数学では、1+1+1+1=4です。1が足されるか引かれるかによって、数字が増えたり減ったりします。しかし、霊的数学においては、アートマ+アートマ+アートマは、再びアートマになります。それは増えたり減ったりすることがありません。アートマの最初の名前は『私』です。ヴェーダは、『私はブラフマンである』と宣言しています。この『私』こそが、神の最初の名前です。この『私』を知ることは、真理の道に従うことによって、初めて可能になるのです。
過ちは見る目の中にある
この世界には、真理のみが存在しているのであって、過ちは存在していません。もし皆さんが過ちを見つけたとすれば、その過ちは見る目の中にあるのであって、世界の中にあるのではありません。青い色眼鏡をかければ、世界は青い色に見えます。赤い色眼鏡をかければ、周りがすべて赤く見えるでしょう。欠陥は、世界にあるのではなく、眼鏡の色にあるのです。宇宙の原理は神そのものです。ですから、すべてを神として、深く尊敬しなさい。すべてを神として愛しなさい。そうすれば、憎しみや敵意の入り込む隙がありません。この世のあらゆる混乱の原因は何でしょう? それは平等心の欠如です。平等心を通して、初めて愛を育てることができるのです。
愛の化身である皆さん!
この7日間の儀式の中では、7種類の様式の礼拝が執り行われます。私たちはそれを、『サプタハ(7日間の行事の意味)』と呼んでいます。『サプタハ』を行うことの意義は何でしょう? この『7』という数字は、数零学の中では非常に大切な数です。音楽においては7つの音(サプタ スヴァラ)があります。また、7つの海があり、7人の聖賢と、7つの色と、7つの世界があります。それらはすべて私たちの中にあります。あなた以外のものは存在しないのです。
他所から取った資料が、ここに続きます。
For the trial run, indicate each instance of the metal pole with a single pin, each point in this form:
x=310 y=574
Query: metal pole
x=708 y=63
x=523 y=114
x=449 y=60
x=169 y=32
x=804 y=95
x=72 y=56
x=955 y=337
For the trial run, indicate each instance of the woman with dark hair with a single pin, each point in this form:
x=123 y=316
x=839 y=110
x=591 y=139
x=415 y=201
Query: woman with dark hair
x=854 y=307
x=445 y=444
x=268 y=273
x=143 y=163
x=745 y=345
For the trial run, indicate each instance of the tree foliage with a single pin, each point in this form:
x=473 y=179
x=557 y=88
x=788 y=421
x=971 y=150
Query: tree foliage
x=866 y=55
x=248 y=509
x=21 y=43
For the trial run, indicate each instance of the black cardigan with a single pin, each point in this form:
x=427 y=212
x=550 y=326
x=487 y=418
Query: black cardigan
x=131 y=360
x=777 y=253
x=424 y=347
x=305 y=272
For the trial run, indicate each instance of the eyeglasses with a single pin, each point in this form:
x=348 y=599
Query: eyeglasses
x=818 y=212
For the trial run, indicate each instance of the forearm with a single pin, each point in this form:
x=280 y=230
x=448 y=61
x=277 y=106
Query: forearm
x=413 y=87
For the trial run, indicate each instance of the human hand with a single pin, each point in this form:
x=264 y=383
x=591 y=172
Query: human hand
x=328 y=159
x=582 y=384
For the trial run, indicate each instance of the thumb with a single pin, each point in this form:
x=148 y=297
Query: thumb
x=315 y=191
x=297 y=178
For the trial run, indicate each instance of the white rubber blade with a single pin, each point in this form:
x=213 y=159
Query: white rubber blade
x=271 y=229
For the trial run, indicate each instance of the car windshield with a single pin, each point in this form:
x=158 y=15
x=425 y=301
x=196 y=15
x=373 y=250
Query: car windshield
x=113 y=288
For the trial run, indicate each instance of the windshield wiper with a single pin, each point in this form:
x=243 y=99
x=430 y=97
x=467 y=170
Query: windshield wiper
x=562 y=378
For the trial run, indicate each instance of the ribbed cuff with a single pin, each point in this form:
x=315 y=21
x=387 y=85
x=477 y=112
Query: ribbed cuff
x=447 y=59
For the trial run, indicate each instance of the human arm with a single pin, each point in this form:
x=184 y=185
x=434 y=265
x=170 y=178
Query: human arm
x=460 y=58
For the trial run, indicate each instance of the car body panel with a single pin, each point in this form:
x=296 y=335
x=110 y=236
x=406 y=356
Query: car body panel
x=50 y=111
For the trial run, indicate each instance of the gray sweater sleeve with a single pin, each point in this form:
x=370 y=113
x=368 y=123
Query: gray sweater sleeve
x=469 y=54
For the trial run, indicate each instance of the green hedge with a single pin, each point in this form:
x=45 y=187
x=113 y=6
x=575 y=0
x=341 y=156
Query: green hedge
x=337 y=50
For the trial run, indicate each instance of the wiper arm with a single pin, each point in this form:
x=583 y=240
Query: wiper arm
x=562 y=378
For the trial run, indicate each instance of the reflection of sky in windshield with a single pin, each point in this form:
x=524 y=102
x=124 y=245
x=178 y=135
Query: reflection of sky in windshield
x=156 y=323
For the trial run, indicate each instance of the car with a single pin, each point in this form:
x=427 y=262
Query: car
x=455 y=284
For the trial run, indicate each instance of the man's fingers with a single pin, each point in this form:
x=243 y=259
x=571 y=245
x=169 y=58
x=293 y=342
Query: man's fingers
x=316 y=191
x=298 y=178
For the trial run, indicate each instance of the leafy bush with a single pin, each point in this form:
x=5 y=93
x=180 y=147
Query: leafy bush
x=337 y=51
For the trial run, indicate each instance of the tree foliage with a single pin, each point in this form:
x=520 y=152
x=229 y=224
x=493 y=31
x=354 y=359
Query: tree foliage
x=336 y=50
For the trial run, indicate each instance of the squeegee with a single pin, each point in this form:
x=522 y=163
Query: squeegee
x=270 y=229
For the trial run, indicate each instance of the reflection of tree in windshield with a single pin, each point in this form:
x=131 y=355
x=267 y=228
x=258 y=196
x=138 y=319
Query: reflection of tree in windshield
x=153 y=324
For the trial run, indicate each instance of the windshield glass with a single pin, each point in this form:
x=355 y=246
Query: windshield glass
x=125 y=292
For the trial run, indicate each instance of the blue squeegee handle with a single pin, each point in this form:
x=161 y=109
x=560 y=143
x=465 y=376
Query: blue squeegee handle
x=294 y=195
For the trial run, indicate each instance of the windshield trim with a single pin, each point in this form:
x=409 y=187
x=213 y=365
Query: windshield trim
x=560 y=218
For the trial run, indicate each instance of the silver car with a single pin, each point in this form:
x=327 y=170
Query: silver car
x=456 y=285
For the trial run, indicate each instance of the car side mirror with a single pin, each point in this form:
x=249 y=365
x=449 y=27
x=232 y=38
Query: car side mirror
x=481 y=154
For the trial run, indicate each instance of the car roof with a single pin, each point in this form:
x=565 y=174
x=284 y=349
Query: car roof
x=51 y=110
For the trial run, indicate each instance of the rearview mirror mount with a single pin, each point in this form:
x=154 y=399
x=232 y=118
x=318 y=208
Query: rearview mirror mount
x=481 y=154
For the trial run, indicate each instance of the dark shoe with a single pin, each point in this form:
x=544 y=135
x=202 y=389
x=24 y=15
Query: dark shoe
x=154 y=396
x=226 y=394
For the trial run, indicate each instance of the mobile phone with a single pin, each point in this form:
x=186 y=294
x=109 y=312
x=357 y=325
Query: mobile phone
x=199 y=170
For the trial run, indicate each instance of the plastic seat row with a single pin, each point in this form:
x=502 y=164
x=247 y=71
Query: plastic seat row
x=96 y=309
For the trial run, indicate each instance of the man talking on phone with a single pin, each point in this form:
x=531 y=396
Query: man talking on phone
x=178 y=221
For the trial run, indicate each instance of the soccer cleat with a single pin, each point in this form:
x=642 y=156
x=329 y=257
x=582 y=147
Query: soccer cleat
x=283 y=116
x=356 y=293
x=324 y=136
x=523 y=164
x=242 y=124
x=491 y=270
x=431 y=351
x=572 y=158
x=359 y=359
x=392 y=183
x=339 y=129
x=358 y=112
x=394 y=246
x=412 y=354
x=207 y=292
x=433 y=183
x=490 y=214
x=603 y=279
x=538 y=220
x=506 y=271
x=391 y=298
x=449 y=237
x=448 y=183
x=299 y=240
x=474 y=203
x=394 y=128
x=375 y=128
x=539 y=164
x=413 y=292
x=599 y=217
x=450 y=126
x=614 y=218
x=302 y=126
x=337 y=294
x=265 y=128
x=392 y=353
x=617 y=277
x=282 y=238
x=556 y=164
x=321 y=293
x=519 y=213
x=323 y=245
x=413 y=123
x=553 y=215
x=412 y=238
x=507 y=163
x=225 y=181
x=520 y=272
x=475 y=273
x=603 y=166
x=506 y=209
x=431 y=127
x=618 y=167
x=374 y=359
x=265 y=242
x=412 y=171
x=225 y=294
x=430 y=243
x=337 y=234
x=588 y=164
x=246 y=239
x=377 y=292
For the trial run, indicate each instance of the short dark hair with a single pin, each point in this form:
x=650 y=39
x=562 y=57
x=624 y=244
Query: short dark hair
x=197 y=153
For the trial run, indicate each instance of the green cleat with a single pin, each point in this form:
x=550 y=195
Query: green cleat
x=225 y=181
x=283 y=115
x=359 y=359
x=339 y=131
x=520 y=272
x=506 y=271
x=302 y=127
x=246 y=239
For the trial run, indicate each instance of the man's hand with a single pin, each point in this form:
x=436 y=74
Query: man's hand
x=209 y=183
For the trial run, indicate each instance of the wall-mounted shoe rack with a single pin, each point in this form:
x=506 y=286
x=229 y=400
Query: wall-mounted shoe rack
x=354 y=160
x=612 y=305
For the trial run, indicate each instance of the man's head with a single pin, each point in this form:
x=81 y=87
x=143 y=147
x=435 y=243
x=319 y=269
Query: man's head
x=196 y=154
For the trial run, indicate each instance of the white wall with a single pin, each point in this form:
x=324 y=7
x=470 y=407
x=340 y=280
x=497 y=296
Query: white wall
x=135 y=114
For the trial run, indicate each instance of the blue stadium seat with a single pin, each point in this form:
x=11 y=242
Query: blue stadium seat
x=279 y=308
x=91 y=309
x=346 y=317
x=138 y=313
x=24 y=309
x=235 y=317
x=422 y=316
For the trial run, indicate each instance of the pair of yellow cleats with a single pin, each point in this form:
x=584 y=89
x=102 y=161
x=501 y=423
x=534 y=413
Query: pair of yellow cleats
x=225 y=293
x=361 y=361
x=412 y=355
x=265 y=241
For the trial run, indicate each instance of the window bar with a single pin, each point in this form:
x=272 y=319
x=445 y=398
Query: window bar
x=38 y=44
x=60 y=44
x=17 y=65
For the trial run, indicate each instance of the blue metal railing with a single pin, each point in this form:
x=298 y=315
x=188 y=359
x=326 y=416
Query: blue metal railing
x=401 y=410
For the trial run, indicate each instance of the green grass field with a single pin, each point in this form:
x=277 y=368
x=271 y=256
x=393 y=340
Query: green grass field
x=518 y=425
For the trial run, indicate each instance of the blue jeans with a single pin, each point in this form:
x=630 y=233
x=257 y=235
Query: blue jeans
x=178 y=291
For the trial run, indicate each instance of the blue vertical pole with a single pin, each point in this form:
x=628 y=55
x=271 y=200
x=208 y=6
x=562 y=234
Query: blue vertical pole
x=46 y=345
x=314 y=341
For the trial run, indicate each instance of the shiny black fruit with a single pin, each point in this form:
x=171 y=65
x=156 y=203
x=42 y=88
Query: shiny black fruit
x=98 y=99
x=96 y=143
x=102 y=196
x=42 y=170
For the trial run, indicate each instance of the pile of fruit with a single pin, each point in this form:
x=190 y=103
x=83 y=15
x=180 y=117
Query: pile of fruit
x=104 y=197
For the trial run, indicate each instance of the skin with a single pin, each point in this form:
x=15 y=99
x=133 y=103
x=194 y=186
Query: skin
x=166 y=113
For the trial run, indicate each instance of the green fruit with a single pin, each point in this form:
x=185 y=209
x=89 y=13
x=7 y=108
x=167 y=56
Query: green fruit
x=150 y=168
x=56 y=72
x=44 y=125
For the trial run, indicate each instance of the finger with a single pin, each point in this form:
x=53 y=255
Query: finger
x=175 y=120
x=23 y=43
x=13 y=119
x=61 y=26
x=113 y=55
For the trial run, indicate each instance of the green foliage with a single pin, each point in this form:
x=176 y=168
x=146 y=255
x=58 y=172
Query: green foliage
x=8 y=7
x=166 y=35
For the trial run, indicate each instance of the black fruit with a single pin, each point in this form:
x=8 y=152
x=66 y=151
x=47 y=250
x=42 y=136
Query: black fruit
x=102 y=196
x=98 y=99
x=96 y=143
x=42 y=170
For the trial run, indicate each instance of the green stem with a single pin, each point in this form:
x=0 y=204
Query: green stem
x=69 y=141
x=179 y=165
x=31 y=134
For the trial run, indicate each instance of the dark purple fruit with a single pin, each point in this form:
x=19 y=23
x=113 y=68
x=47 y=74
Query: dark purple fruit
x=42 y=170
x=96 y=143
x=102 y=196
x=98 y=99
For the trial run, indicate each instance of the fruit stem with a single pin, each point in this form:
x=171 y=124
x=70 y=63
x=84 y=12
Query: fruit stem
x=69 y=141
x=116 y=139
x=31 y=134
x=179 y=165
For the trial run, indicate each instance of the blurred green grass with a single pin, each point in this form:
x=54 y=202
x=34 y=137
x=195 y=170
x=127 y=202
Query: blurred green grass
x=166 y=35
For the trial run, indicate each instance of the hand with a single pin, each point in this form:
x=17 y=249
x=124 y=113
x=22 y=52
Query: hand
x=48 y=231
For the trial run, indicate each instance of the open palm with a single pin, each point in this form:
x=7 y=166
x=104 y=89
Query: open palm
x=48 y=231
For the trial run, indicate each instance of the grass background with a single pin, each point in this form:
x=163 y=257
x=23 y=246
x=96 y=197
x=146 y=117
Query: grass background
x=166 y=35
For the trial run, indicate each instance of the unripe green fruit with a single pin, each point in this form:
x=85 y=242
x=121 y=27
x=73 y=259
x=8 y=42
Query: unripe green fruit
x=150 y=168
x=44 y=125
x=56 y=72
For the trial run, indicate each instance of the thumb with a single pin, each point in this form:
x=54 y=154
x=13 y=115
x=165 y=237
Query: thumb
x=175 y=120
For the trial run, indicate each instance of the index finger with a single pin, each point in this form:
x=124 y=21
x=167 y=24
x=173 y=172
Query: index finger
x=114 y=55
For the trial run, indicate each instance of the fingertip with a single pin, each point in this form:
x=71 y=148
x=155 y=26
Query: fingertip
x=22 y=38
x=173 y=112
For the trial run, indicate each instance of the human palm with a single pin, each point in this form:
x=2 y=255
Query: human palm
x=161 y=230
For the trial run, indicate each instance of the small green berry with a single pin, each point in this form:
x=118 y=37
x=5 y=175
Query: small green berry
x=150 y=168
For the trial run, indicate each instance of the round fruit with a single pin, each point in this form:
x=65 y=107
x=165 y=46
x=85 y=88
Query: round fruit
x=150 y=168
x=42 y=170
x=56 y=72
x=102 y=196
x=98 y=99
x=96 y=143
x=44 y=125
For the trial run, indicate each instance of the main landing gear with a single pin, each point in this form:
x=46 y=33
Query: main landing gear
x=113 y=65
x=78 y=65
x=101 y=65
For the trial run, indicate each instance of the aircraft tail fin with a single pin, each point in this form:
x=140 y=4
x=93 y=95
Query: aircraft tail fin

あなたとは別に神がいると考えて、自分の外側に神を探すのは愚かなことです。あなたは神なのです。しかしあなたは、自分と肉体を同一視しているために、この真理を理解することができないのです。肉体は水の泡のようなものです。そして、心は気の狂ったサルのようです。あなたはなぜこの2つのものに頼っているのですか? 自分の良心に従いなさい。そうして初めて、満足が得られるのです。
神聖な性質
アートマは『霊的ハート(フリダヤ)』を象徴しています。神は『フリダヤ』に住んでいます。フリダヤからは、神聖な性質のみが出てくるようにすべきです。フリダヤは、愛と平安の中心です。ところがその代わりに、怒り、憎しみ、妬みが出てくれば、あなたは人間ではなく、野獣になってしまいます。そのようなハートは、動物の棲家であって、神の住む所ではありません。あなたが、平安と愛と慈悲をもって振る舞うのであれば、あなたは神なのです。私たちの内に神聖な特質を育てるために、*ナヴァラートリの礼拝が始まっています。*ドゥルガー、*ラクシュミー、*サラスワティーは、浄性(サトワ)、激性(ラジャス)、鈍性(タマス)を象徴しています。
皆さんは、『*ダシャラタ』という名前を聞いたことがあると思います。それは誰でしょう? ダシャラタとは*アヨーディアの国王のことではありません。ダシャラタは、5つの認識に関する感覚と5つの行動に関する感覚をもった人間の身体を表しています。これらの10の感覚を司っているのがダシャラタです。この身体は馬車であり、ダシャラタとは、この馬車の主人のことです。彼には3人の妻がいます。それは、浄性、激性、鈍性の諸性質を象徴しています。彼には4人の息子がいます。それは、ダルマ(正しい行い)、アルタ(富)、カーマ(欲)、モクシャ(解脱)という人生の4つの目標を象徴しています。ダシャラタの王国の首都は何でしょう? 『アヨーディア』です。それは、誰も入ることのできない場所という意味です。それは、よこしまな性質がまったく侵入することのできない、『霊的ハート』を象徴しています。
あなたの母として神を崇めなさい
人間の心は、ミルクの海(クシーラ サーガラ)にたとえることができます。しかし、今日それは塩辛い海(クシャーラ サーガラ)になってしまいました。ヴィシュヌ神はミルクの海に住んでいます。つまり、彼は私たちの心に住んでいるのです。しかし、私たちが、ハートをクシャーラ サーガラにしてしまえば、そこにはクジラやサメ(悪い性質)が入ってきます。人間の心は、純粋でなければなりません。そのとき初めて、ヴィシュヌ神がその中に住むことができるのです。あなたが神を理解できたとしたら、決して外側に神を探すことはないでしょう。「神はあなたと共にいます。あなたの中におり、あなたの上にも、下にも、あなたの周囲にもいます」神よりもあなたに近い存在はありません。神は、あなたを産んでくれた母親よりも近くにいます。ですから、神を、真理の化身である母として崇めなさい。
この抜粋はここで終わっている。